- Native name: 高野智史
- Born: October 27, 1993 (age 32)
- Hometown: Fujimi, Saitama

Career
- Achieved professional status: October 1, 2015 (aged 21)
- Badge number: 302
- Rank: 6-dan
- Teacher: Kazuki Kimura (9-dan)
- Tournaments won: 1
- Meijin class: C1
- Ryūō class: 3

Websites
- JSA profile page

= Satoshi Takano =

Japanese shogi player

Satoshi Takano (高野 智史, Takano Satoshi) is a Japanese professional shogi player ranked 6-dan.

==Early life and apprenticeship==
Takano was born in Fujimi, Saitama on October 27, 1993. He learned how to play shogi from his father when he was five years old.

At first, Takano only played shogi for fun, but over time became more and more serious about the game, including recording games between professionals as part of the NHK Cup TV Shogi Tournament for later study. He eventually grew bored playing against his elementary school classmates, and started attending a shogi school run by the local shogi association at a nearby community center where there were many strong players who were his age. When he was a fifth-grade elementary school student, he started attending a children's shogi school in Saitama City, where he met his future mentor shogi professional Kimura Kazuki for the first time, and was accepted into the Japan Shogi Association's apprentice school at the rank of 6-kyū as a student of Kimura when he was a junior high school eight-grade student in 2007.

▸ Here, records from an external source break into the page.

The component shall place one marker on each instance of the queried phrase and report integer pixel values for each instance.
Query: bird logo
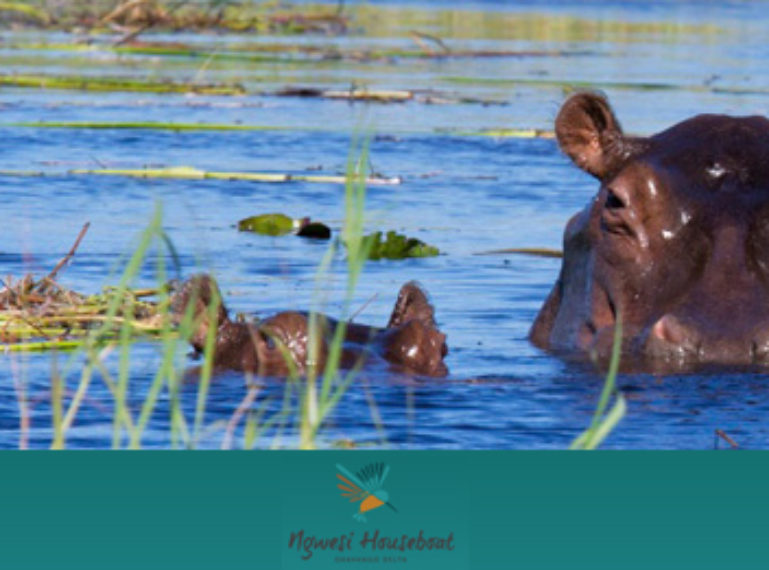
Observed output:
(365, 486)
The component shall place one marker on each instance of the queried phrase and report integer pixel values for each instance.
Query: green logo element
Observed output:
(365, 486)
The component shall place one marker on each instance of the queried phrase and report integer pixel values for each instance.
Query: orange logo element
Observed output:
(365, 486)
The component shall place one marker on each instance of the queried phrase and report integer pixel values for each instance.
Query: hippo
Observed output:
(675, 244)
(411, 342)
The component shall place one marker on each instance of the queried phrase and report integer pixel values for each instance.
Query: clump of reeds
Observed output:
(42, 314)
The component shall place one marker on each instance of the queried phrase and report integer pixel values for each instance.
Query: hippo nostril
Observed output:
(669, 329)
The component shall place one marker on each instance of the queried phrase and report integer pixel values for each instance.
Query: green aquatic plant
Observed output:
(396, 246)
(604, 422)
(323, 389)
(115, 84)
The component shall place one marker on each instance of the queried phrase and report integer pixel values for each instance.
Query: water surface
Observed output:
(658, 62)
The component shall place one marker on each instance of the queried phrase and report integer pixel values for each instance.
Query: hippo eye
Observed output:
(269, 342)
(613, 202)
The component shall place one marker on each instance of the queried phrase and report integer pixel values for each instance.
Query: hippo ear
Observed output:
(589, 133)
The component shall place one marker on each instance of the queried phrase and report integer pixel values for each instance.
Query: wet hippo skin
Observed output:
(278, 345)
(676, 241)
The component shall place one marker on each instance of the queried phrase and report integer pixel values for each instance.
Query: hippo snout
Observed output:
(676, 340)
(673, 242)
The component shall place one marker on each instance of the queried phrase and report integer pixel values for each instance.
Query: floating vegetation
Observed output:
(569, 85)
(534, 251)
(148, 125)
(116, 84)
(396, 246)
(428, 96)
(191, 173)
(42, 314)
(280, 224)
(25, 11)
(521, 133)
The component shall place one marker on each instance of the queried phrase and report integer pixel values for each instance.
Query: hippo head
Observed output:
(675, 242)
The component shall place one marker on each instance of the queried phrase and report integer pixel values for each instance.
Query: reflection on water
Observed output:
(465, 194)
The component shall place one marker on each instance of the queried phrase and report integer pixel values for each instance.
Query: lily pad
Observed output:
(268, 224)
(280, 224)
(397, 246)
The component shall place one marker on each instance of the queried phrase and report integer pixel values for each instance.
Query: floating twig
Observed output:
(64, 260)
(535, 251)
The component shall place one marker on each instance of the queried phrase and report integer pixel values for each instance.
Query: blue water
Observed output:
(464, 194)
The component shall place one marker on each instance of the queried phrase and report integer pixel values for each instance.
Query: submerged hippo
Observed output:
(676, 242)
(278, 345)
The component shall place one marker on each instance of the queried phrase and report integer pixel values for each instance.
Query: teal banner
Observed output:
(377, 510)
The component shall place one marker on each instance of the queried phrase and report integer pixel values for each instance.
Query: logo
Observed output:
(365, 487)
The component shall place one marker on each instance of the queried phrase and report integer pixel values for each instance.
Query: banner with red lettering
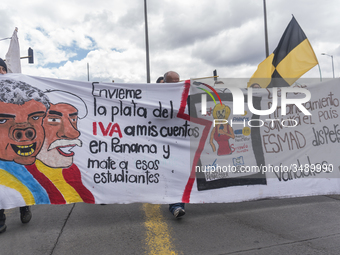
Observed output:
(68, 141)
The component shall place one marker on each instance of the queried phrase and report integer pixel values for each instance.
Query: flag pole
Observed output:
(265, 28)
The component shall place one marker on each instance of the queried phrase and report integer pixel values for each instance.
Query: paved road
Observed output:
(309, 225)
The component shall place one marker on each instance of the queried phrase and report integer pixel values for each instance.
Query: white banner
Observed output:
(68, 141)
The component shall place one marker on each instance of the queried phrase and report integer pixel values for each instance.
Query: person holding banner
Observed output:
(176, 209)
(22, 136)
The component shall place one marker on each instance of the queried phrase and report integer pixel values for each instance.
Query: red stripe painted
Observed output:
(73, 177)
(53, 193)
(207, 125)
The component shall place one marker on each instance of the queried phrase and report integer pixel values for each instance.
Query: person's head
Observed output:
(171, 77)
(61, 130)
(160, 80)
(3, 66)
(22, 108)
(255, 85)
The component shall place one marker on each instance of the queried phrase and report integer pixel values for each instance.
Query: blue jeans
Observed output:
(172, 207)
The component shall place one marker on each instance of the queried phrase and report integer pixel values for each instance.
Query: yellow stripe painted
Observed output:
(297, 62)
(9, 180)
(56, 177)
(158, 237)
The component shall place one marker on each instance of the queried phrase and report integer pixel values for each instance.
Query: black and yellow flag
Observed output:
(293, 57)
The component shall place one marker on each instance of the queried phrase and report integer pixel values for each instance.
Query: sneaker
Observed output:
(179, 212)
(3, 228)
(25, 214)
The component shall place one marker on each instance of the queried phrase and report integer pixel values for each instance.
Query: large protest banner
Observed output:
(67, 141)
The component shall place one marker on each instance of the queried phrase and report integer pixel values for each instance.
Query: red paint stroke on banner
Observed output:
(207, 125)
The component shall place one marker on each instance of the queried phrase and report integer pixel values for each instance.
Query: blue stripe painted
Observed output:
(22, 174)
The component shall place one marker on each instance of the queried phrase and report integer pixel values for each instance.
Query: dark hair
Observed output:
(160, 79)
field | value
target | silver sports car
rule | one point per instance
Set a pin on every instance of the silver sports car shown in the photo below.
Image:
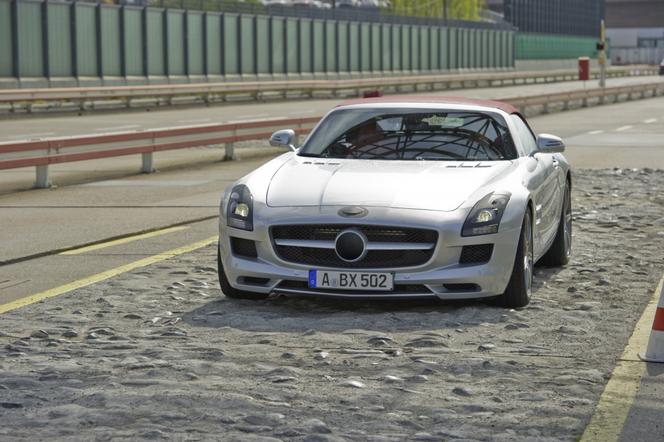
(401, 197)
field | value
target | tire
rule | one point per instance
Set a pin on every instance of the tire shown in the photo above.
(229, 290)
(561, 248)
(518, 291)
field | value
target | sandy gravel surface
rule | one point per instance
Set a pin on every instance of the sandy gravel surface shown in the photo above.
(159, 353)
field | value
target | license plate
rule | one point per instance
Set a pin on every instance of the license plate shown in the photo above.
(323, 279)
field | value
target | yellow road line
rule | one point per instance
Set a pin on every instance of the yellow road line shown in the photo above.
(116, 242)
(619, 394)
(105, 275)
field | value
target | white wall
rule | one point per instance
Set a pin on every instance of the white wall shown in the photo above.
(621, 56)
(628, 37)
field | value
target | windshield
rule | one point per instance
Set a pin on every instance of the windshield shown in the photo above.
(411, 134)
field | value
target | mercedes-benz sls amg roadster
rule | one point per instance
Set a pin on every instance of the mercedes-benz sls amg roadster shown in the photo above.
(401, 197)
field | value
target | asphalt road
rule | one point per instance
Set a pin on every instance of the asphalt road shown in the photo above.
(37, 222)
(118, 121)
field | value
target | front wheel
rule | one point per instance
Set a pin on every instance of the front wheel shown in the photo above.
(228, 289)
(518, 291)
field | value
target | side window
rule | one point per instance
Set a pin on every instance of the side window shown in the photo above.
(528, 140)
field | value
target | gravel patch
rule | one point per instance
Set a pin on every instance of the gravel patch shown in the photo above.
(159, 353)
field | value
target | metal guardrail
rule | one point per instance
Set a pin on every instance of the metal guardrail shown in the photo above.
(42, 153)
(86, 98)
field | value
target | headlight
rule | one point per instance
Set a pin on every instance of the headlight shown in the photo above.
(485, 217)
(240, 209)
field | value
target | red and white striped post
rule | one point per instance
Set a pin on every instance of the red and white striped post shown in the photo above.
(655, 350)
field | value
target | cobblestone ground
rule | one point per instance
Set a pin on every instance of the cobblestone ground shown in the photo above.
(160, 353)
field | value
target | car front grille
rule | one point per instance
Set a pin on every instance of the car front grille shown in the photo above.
(387, 247)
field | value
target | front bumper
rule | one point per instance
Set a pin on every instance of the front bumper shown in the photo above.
(442, 276)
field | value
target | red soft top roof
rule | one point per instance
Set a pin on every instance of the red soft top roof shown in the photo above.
(438, 99)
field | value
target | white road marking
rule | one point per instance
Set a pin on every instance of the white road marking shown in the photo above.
(196, 120)
(254, 116)
(303, 112)
(114, 128)
(31, 136)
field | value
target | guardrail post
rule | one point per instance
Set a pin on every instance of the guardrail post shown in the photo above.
(229, 151)
(148, 162)
(42, 180)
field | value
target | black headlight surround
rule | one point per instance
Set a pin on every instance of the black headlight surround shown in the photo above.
(495, 202)
(240, 195)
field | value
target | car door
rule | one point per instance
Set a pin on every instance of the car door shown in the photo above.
(543, 184)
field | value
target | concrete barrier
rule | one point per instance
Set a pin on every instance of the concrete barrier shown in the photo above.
(88, 98)
(41, 153)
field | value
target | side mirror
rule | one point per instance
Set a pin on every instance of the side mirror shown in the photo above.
(283, 138)
(550, 144)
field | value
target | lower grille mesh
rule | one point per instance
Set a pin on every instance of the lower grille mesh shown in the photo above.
(479, 254)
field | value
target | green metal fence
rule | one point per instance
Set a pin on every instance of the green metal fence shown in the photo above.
(41, 39)
(546, 47)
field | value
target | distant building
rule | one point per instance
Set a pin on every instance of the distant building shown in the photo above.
(566, 17)
(636, 31)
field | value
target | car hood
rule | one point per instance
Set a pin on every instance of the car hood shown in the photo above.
(424, 185)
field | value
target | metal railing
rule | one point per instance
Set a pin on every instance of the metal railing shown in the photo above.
(88, 98)
(44, 152)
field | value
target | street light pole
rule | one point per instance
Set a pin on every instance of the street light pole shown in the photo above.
(601, 57)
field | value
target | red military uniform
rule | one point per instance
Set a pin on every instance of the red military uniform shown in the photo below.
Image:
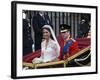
(73, 48)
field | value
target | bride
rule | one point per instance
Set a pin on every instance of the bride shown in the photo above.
(50, 48)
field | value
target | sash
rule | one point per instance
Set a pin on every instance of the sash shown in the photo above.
(66, 47)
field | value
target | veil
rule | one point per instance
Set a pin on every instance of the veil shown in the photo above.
(54, 37)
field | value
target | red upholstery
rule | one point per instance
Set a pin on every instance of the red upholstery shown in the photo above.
(82, 43)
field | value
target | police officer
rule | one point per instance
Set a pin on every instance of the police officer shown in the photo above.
(68, 46)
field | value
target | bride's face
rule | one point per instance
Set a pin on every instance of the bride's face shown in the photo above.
(46, 34)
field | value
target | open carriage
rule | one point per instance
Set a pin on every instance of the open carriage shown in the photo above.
(81, 57)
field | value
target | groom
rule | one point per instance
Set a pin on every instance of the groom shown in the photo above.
(68, 45)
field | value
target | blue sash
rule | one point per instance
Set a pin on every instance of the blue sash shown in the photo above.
(66, 47)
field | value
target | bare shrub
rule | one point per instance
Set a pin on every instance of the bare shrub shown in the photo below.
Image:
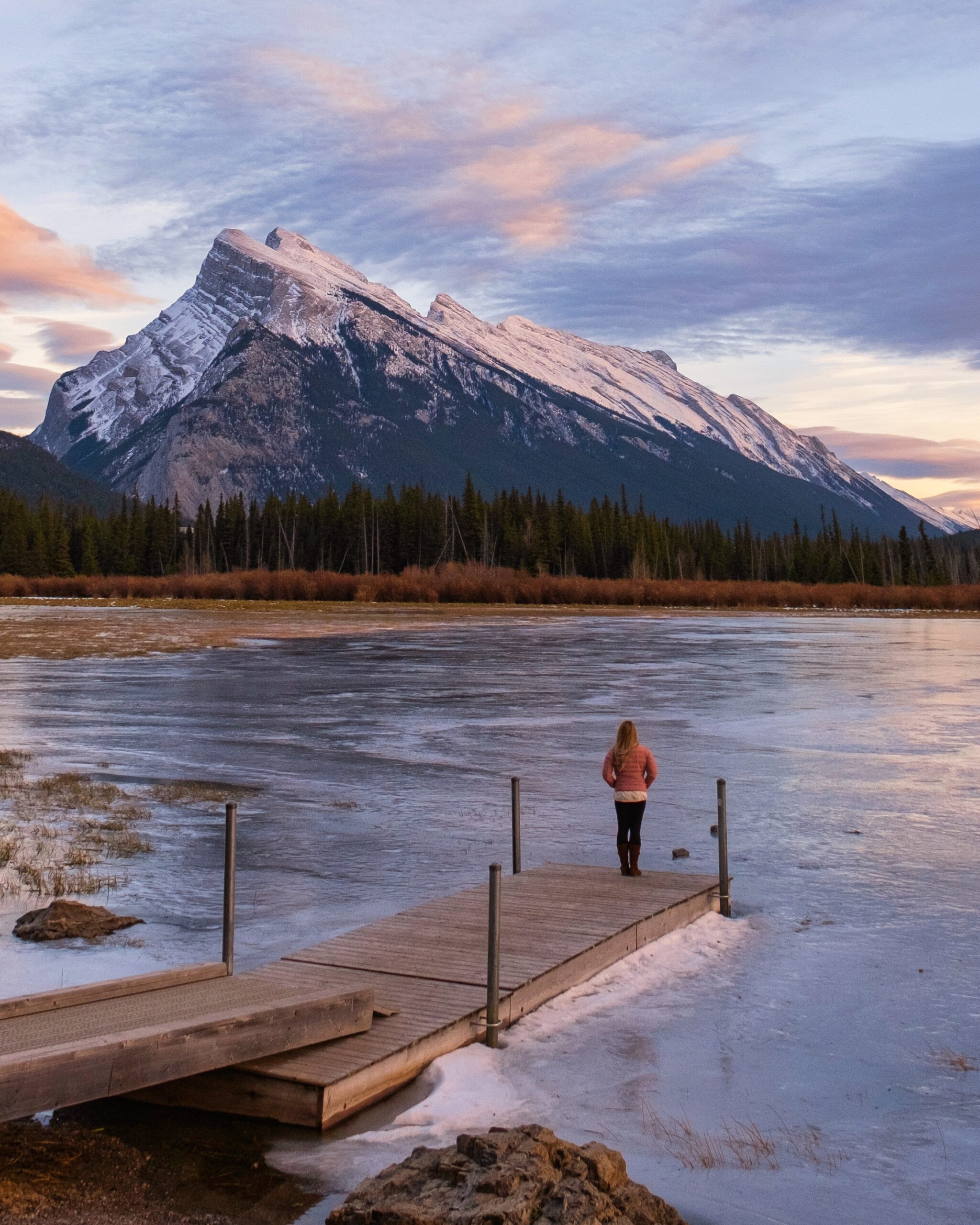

Takano was promoted to the rank of 3-dan in 2013, and finally obtained professional status and the rank of 4-dan on October 1, 2015, after finishing tied for first with Seiya Kondō in the 57th 3-dan League (April 2015 – September 2015) with a record of 13 wins and 5 losses.

==Shogi professional==
On October 28, 2019, Takano defeated Yasuhiro Masuda in Game 3 of the 50th Shinjin-Ō championship match to win the match 2 games to 1. Masuda had won the tournament the previous two years and was leading the match 1 game to none before Takano came back to win his first tournament as a professional.

===Promotion history===
The promotion history for Takano is as follows.
- 6-kyū: April 14, 2007
- 3-dan: October 2013
- 4-dan: October 1, 2015
- 5-dan: December 2, 2019
- 6-dan: October 1, 2021

===Titles and other championships===
Takano has yet to appear in a major title match, but he has won one non-major title shogi tournament.

==Personal life==
After graduating from senior high school, Takano decided to continue his studies at Chuo University even though he was also an apprentice shogi professional. He was a little anxious about trying to do both things at first, but felt being a university student helped him to broaden his knowledge and learn more about society. He took a break from his studies during his final season of 3-dan league play, but resumed them after becoming a shogi professional. Takano is the fourth shogi professional to attend the university and the third to graduate.